Wednesday, March 7, 2012

Do Feds' Free Rides make Metro Worse?

From Richard:
The party line is that Metro doesn't have a dedicated source of funding, and that's why it's so bad. I say this argument is mostly bunk.

Forty percent of the riders, or so goes the conventional wisdom, are feds. Until recently, they rode completely for free (and probably took a lot of personal trips for free) thanks to a super hefty $230 monthly transit benefit. With the return of the transit benefit to $125 per month, many of them will now have to fork over a little for their daily commutes. But still, even with the fare hikes, Metro will likely be way cheaper than any other way to commute--for them, not me.

So 40 percent of the ridership will probably ride without Metro lifting a finger to provide a service worth paying for.

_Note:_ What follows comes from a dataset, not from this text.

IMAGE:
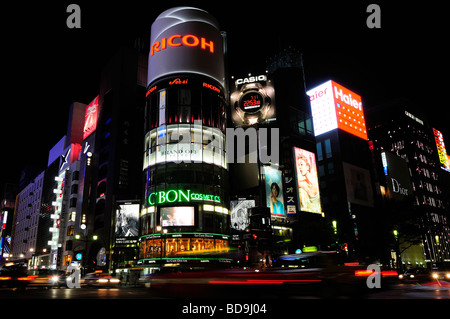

I can hear the internal monologue these riders have: "Yeah Metro sucks, but it's free."

Can we lower expectations any more? In that kind of a model, what incentive is there for Metro to improve and attract new riders or retain the feds it currently has?

I'm convinced this is why Metro has this huge PR apparatus to placate the low bar feds with a bunch of cockamamie stats about spending on this, that and the other, mystery shoppers, charts, bogus reports, public hearings, Metroforward schemes and all the other associated Metro BS accoutrements.

Am I totally off here?

Full disclosure: I voted with my wallet and said goodbye to Metro some time ago. Now, through a combination of carpooling, telecommuting, and the occasional solo drive, I barely have to hand over one dime of my heard-earned money to Metro.

I'm interested if there are other people out there who have cut back or eliminated Metro from their lives.

I'd like to support mass transit in the DC area, but Metro? Nah.